Hi brian
On 08/04/2025 02:22, brian m. carlson wrote:
On 2025-04-07 at 15:52:43, Phillip Wood via GitGitGadget wrote:
From: Phillip Wood <phillip.wood@xxxxxxxxxxxxx>
[RFC] rebase -m: partial support for copying extra commit headers
This patch is largely a response to
https://lore.kernel.org/git/Z-5rpWKAVPmz32jC@xxxxxx/ . I'm in two minds
about whether we should consider merging such partial support but if it
helps forges preserve extra commit headers then it may well be worth it.
I'd like to see command-line options to control this and ideally a
configuration option. Right now, we know nothing about these extra
headers, including an expected format. If a future version of Git (say,
3.0) adds a new header and the user includes invalid data in this extra
header (which happens all the time with author and committer
information), then 2.50 will propagate it on rebase and it won't be
fixed until the user uses a version of Git that understands the header
and can fsck it correctly. That's not really great, since it means we
can unknowingly spread corruption.
We could certainly add some way to make this opt-in if there is a desire
for it and you make a good point about compatibility if we add a new
commit header. I'm not sure I'd describe preserving these headers when
rebasing as spreading corruption though as we're simply rewriting
existing commits. If the user chose to merge rather than rebase we'd
still have the same issues without creating any new commits.
I am pretty sure that at $DAYJOB we'll need to have a discussion about
whether we want to propagate these headers during rebase and I'm
personally leaning against it.
My understanding is that GitHub has been using "git replay" for rebases
and therefore copying extra commit headers since the middle of 2023
[1,2]. The message I linked to in my original mail suggests that the
"change-id" header is preserved when rebasing on GitHub.
Why, you ask? I've seen at least the following types of corruption:
* Missing timezones
* Timezones with less than four digits
* Valid timezones padded to more than four digits with zeros
* Timezones which don't exist and never have (e.g., +1700)
* Timezones which are so absurdly large that they push the date to a
year when nobody alive now will still be living
* Date stamps that are larger than 2^64
* Date stamps which are smaller than 2^64 but beyond the expected life
of the Sun
* Extra angle brackets in the email field
* Nothing in between the email brackets
* Nothing before the email brackets (no name at all)

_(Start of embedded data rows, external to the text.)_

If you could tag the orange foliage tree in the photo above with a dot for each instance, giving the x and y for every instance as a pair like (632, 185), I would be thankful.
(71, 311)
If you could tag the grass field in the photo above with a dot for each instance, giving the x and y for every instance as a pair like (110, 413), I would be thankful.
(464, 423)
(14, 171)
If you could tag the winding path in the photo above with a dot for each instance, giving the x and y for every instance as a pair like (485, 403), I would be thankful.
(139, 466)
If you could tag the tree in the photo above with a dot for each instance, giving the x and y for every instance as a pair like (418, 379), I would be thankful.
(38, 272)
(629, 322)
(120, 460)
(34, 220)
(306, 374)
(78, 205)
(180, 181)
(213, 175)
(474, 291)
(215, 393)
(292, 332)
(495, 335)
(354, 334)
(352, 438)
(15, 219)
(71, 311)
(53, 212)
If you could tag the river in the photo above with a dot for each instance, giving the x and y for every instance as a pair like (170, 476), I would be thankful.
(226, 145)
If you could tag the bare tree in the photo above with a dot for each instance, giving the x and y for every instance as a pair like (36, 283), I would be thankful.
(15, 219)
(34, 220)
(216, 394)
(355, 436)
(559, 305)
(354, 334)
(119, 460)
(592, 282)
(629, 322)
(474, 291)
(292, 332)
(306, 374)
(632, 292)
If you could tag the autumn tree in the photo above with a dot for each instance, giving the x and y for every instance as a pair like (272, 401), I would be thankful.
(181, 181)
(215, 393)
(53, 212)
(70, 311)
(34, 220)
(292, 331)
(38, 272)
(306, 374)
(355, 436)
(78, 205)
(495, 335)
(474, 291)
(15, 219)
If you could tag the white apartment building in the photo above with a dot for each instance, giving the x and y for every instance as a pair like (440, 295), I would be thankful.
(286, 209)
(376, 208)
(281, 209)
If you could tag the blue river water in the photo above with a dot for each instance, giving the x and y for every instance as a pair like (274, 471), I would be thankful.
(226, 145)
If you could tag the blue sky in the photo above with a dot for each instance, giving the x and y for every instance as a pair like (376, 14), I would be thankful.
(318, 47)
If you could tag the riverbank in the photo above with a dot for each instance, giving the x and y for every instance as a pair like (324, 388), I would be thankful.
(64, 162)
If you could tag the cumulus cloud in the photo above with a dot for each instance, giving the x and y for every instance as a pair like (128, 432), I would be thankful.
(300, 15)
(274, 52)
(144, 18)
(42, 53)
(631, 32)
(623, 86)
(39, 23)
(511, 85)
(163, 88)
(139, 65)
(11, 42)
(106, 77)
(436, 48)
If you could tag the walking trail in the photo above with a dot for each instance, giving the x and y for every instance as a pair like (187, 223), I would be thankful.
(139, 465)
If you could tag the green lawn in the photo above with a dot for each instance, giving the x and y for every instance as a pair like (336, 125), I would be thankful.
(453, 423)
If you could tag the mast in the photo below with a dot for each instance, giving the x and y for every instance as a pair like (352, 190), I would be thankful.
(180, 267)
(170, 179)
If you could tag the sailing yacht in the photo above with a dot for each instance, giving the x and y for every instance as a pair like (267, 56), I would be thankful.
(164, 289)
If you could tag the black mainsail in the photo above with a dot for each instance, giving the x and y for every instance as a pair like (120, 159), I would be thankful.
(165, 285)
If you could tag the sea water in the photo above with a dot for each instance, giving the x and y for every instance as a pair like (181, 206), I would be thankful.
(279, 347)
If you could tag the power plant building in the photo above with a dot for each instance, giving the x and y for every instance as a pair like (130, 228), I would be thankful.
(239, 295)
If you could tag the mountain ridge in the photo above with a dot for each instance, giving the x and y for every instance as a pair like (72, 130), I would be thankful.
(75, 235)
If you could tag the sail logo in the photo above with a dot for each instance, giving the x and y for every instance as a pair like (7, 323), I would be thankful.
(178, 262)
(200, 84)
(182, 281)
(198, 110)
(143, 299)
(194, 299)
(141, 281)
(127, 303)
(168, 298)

* Names which are not UTF-8 but without an encoding header
* Names which are not valid in the specified encoding
* Emails which are not valid UTF-8[0]
* Emails which don't meet the (ludicrously generous to the point of
being nearly unparseable) RFC production
* Encodings which are not valid IANA charsets
* Messages with no body and no blank line (just the newline at the end
of the final header)
* gpgsig headers that include random non-ASCII bytes and control
characters[1]
Thanks for sharing that, it is an interesting list. On the subject of
encoding I do think our documentation could be clearer that the encoding
applies to all the headers as well as the commit message. As far as I
can see it only mentions the commit message, not the author or committer
identities but repo_logmsg_reencode() re-encodes the whole commit
buffer. Out of interest do you think we could be doing a better job with
fsck to pick up some of these problems earlier?
I think "git rebase" only cares that the author identity can be parsed
by split_ident() which is fairly lenient.
I see Patrick is CC'd here and I'm interested in his thoughts, as well
as, of course, those of anyone else as well.
Yes me too
Thanks for your thoughtful and intereting reply
Phillip
[1]
https://github.blog/changelog/2023-06-28-rebase-commits-now-created-using-the-merge-ort-strategy/
[2]
https://github.blog/engineering/infrastructure/scaling-merge-ort-across-github/